Hi everyone
I woke up this morning feeling almost human for the first time in I cant remember how long! Sorted through all the washing, myself, and got two loads in, on, and out to dry. I know this'll sound like nothing to you all, but I hate every second that I have to watch my poor mum, or someone else do these things for me.
So i felt a great sense of achievement. SO good, that i walked... yes WALKED... all the way ( a good 10-15 minute walk) to the swings with Izzy. She LOVED it SO much. which made me feel ultra guilty and tearful that I can't do it with her more often.... She laughed and giggled and smiled the whole time. Then we walked back slowly, with her getting very confused with her emotions, part the way she screamed as I had put her in her buggy, then she smiled alot, then she clapped for a bit and fell asleep!

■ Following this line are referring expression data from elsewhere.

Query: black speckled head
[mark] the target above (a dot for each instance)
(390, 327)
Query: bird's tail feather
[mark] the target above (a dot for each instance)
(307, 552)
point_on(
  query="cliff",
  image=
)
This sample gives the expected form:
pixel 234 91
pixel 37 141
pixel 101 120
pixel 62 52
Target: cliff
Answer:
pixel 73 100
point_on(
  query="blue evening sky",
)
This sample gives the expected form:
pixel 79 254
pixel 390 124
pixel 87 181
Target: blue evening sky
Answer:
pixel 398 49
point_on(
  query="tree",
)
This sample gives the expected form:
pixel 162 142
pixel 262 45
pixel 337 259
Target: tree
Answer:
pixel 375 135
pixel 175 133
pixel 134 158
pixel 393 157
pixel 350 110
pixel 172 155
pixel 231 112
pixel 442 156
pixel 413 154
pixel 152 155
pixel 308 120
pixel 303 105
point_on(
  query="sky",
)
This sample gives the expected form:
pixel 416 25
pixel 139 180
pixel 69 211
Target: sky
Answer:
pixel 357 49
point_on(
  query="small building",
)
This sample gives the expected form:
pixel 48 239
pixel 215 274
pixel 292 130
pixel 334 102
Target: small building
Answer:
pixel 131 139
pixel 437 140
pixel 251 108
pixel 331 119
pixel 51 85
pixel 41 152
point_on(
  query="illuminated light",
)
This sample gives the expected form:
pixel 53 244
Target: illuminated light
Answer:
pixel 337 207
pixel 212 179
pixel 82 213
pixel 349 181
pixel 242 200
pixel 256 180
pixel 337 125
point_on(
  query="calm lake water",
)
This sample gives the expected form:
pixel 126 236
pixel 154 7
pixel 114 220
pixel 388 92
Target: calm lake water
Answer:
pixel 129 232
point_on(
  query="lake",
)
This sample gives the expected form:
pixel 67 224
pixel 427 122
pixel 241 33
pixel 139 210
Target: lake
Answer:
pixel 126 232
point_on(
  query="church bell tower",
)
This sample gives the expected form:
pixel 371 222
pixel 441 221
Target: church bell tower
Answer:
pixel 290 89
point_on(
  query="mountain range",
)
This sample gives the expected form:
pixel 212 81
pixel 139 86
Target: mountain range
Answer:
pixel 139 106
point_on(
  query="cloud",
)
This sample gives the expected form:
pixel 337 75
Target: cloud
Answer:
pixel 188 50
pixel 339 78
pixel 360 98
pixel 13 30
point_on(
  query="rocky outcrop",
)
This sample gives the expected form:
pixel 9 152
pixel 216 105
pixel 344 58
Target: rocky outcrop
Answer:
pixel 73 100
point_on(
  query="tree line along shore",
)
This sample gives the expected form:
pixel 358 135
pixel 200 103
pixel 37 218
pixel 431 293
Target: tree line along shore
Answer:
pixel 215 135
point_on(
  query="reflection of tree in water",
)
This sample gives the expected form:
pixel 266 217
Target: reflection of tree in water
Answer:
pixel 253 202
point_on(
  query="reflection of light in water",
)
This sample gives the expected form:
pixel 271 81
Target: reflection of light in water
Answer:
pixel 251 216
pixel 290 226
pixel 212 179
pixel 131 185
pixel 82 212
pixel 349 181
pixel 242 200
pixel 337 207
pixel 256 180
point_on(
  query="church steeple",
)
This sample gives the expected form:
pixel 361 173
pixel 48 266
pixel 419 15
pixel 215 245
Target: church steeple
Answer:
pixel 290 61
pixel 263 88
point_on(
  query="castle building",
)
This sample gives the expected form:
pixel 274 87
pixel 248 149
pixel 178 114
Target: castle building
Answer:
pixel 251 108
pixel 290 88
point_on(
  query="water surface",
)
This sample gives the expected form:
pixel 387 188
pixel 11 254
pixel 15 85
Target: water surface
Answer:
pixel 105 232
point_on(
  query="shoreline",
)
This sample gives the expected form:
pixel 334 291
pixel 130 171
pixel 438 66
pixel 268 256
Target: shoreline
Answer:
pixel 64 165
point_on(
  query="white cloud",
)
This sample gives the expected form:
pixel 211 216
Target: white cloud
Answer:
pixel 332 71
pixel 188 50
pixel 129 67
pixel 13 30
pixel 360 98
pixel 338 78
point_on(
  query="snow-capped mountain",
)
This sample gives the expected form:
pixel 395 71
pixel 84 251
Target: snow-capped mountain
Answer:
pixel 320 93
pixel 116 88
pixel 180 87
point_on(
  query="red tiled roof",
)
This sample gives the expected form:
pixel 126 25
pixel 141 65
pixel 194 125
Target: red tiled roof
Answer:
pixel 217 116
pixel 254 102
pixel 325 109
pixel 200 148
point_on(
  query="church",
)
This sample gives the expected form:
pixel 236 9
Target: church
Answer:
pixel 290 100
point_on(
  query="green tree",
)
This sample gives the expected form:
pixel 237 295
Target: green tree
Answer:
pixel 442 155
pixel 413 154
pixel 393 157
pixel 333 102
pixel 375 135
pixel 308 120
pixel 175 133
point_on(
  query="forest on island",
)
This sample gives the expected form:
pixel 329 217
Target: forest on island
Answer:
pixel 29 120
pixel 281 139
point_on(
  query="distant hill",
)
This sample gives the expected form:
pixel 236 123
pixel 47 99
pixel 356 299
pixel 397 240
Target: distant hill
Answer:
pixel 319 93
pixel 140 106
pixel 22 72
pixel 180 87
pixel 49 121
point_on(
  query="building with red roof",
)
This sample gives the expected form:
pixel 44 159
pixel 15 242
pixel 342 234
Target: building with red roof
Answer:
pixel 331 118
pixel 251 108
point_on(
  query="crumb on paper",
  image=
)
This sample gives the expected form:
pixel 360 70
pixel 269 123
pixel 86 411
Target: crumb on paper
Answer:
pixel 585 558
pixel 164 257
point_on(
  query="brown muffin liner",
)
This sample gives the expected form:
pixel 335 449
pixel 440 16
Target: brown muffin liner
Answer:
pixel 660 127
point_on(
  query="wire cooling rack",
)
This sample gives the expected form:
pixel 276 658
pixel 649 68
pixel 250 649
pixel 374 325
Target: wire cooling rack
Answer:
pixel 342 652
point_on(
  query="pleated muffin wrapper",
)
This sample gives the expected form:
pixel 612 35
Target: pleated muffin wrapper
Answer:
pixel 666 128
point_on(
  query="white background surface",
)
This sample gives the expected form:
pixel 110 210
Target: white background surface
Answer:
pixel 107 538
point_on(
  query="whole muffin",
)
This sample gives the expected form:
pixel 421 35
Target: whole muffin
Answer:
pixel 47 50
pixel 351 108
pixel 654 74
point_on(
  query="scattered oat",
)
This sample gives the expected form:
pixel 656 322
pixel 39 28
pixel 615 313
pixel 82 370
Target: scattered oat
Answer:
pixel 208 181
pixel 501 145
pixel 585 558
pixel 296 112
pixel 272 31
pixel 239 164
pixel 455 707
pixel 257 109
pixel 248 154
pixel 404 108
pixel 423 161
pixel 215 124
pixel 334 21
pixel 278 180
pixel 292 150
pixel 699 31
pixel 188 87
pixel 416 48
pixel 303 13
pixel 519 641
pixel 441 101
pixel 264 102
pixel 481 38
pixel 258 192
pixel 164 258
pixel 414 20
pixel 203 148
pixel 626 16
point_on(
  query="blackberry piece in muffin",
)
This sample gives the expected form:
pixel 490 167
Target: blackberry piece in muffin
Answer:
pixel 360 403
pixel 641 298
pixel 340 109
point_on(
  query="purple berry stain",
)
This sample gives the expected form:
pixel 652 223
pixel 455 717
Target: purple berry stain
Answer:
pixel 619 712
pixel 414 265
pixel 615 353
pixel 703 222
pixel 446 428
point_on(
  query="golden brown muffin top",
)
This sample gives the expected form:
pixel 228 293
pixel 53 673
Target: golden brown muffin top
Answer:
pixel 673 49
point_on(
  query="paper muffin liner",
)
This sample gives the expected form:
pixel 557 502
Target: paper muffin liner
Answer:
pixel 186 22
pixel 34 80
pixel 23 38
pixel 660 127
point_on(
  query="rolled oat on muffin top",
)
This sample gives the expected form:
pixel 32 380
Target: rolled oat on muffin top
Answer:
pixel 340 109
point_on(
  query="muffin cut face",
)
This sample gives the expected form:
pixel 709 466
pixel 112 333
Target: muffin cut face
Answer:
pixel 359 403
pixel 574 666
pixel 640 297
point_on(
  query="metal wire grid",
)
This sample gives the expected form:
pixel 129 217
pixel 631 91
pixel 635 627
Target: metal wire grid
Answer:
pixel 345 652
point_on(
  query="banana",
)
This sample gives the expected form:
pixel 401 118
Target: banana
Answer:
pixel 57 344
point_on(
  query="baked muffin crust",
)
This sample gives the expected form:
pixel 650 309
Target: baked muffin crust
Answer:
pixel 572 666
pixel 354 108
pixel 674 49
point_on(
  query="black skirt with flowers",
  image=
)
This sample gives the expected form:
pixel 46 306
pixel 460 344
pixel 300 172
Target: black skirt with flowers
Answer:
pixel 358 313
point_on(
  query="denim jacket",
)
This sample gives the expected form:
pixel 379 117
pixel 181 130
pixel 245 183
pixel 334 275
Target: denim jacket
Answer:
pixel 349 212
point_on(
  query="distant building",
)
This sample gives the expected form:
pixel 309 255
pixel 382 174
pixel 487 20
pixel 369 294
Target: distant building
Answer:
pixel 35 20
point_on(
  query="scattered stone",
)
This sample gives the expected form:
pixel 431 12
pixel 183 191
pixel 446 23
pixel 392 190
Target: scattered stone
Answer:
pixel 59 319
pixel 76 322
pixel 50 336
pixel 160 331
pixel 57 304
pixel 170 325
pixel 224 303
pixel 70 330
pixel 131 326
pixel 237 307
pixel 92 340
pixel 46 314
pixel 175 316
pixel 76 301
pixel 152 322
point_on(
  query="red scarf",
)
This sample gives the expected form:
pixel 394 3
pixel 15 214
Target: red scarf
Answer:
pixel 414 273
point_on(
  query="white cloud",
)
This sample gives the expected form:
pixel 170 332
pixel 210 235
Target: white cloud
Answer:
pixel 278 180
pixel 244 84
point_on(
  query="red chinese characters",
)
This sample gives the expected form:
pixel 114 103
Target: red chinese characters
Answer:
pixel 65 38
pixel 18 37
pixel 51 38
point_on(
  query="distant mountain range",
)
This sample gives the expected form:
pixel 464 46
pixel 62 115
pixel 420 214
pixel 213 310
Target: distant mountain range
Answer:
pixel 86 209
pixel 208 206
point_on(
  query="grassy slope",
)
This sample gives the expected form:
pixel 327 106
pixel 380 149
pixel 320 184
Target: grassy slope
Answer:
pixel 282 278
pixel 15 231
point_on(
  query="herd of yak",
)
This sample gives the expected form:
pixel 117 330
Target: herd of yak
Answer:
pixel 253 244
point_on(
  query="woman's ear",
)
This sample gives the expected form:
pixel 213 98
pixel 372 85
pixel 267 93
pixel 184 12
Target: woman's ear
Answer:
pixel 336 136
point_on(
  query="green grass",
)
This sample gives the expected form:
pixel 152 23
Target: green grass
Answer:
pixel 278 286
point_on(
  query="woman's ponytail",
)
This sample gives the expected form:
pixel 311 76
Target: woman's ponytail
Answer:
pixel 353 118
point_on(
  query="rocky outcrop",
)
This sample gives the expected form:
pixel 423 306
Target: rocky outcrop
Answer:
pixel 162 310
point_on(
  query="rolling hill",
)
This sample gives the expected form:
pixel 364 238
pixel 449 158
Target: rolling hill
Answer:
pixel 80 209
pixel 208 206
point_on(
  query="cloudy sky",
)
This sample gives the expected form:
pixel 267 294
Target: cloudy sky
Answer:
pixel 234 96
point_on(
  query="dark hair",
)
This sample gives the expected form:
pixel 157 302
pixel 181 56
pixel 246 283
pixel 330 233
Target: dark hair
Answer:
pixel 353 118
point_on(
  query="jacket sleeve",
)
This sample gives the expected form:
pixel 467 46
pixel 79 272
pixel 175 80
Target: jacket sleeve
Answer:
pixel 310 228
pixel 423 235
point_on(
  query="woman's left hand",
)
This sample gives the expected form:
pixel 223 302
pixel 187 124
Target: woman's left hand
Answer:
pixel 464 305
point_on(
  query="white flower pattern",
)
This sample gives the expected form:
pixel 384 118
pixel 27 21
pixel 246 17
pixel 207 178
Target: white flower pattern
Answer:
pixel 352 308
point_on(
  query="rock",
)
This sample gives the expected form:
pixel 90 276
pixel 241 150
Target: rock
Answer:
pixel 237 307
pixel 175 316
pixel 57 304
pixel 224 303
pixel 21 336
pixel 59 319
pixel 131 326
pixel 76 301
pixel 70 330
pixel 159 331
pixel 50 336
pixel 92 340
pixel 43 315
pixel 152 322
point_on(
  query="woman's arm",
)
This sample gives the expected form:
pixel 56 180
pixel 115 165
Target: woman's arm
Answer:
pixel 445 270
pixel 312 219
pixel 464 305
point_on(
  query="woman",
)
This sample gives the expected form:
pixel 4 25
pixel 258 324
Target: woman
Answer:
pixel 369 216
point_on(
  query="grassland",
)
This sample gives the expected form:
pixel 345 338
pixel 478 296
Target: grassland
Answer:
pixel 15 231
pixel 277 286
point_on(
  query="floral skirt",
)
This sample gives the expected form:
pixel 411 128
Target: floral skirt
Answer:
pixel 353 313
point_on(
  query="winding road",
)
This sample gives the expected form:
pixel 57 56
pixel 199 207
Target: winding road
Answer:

Tea time, I made and cooked us some home made chicken burgers. I really enjoyed being able to actually cook too. She ate half of one and chucked everything else over the edge, whilst staring me straight in the eyes... ... needless to say i was a bit peeved with her! Dh has been working again, this weekend. We did talk a few times though, so didn't feel as lonely as I usually do.
I cleaned the whole kitchen, washed up and have put izzys nappies in to wash and dry. I've TOTALLY overdone it, and am suffering now, but still feel great that Ive done so much today. Just taken some morphine and am not moving an inch until it starts to work. even sitting typing is hurting me now. shit.
Oh well, a good day all until now.
I also have a DH who tells me, at times, that he goes back to work and enjoys the peace, and being able to sleep all night... and he's only here for 2-3 days a week!!! Silly selfish arse. Makes me fume I can tell you!